Justyna Laurie-Lean works with Mining Association of Canada (MAC) members in addressing and understanding the federal regulations that Canadian mining companies adhere to, such as emerging regulatory issues and policy development. Prior to joining MAC in 1991, she worked in various mining operations in Ontario, Manitoba and British Columbia. A pioneer in the mining industry, Justyna was one of the first female mining engineers in Canada,.
Glen Koroluk has spent most of his career in the non-profit and charitable sector as a community organizer and coordinator on housing, food sovereignty, community development, and environmental protection. He is the executive director of the Manitoba Eco-Network and volunteers as a board member with the National Farmers Foundation, Canadian Environmental Network, and his local community club, Valour CC.
Environmental Racism and the Law
September 10th, 2020
Environmental racism occurs when a law, policy, or practice differently affects or disadvantages individuals, groups, or communities based on race or colour, often resulting in a lowered quality of life for those persons.
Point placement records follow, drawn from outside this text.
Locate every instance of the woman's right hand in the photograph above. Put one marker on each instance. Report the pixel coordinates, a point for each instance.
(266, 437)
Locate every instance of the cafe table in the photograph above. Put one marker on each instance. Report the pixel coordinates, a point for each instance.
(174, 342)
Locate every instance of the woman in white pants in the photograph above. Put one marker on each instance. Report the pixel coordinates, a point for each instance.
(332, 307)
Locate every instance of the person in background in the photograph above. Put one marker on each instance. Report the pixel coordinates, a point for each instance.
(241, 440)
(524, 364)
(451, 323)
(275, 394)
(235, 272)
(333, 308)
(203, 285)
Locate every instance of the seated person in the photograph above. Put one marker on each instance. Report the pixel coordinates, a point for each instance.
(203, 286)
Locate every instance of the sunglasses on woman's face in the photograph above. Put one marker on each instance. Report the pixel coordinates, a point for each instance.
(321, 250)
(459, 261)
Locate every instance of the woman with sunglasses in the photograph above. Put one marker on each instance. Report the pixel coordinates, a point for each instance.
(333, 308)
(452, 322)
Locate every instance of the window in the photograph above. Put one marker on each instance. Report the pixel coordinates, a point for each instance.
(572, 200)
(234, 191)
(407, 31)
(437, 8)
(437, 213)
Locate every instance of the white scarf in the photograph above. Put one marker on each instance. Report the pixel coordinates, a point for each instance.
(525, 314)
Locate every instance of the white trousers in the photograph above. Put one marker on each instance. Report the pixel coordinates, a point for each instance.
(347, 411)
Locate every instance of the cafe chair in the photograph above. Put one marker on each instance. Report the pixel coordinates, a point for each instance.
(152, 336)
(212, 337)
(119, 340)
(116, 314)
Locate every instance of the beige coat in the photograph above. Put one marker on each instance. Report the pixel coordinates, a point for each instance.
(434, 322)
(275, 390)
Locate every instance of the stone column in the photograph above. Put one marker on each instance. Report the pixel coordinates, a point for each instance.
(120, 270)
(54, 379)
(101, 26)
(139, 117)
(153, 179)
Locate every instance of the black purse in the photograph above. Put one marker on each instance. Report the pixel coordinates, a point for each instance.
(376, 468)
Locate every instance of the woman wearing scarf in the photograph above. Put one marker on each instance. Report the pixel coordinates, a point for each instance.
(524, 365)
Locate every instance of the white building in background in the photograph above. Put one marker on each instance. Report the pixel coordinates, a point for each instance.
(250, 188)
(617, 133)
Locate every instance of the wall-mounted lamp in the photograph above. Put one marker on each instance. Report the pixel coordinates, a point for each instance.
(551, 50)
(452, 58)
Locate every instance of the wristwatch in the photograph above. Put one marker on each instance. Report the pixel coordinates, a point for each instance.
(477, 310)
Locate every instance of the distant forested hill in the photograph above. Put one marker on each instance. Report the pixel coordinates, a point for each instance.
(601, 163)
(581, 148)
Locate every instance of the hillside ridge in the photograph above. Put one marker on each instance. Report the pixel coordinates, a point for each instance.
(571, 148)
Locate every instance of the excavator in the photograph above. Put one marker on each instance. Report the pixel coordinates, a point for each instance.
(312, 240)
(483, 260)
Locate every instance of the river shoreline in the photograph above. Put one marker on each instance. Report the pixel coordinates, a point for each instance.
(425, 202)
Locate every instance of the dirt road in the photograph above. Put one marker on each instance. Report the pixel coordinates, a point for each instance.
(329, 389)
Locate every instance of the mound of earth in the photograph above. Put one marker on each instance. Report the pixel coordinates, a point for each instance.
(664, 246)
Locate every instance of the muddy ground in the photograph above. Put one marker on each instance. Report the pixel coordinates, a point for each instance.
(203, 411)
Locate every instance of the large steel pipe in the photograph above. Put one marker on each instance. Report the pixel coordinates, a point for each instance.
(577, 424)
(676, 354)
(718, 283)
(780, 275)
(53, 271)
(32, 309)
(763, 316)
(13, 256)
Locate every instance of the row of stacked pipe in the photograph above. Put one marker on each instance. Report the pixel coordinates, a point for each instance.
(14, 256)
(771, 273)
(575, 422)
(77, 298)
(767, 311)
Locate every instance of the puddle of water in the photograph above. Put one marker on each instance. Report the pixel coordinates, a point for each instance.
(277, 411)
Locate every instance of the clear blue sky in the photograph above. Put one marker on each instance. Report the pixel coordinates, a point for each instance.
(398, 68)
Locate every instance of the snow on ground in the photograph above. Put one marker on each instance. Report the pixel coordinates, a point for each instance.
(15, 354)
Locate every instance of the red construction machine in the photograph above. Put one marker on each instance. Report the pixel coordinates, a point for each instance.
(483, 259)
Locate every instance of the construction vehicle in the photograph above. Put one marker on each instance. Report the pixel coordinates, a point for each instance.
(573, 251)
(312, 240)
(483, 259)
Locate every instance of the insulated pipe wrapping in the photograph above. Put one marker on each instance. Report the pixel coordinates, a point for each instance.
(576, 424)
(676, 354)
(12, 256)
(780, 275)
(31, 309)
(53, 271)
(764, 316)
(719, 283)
This webinar will explore the topic of environmental racism and identify how it manifests in the Canadian and Manitoban contexts.
Chief Heidi Cook of Misipawistik Cree Nation (Grand Rapids, Manitoba) is interested in the protection of lands and waters, understanding and strengthening Treaty relationships, cultural teachings and ceremonies, and living a good life. Heidi served as a Councillor for Misipawastik Cree Nation for six years, until she was elected Chief in July 2020. Prior to her time as an elected official, Heidi worked with the Misipawistik Cree Nation in areas of land use, planning, and management.
Dr. Bruce McIvor, is Principal of First Peoples Law Corporation, a law firm dedicated to negotiating and litigating on behalf of Indigenous Peoples across Canada, in the interests of protecting Aboriginal title, Aboriginal rights, and Treaty rights. Bruce is a proud Metis from Manitoba, an Adjunct Professor at the University of British Columbia’s Allard School of Law, a Fulbright Scholar, and the author of First Peoples Law: Essays in Canadian Law and Decolonization.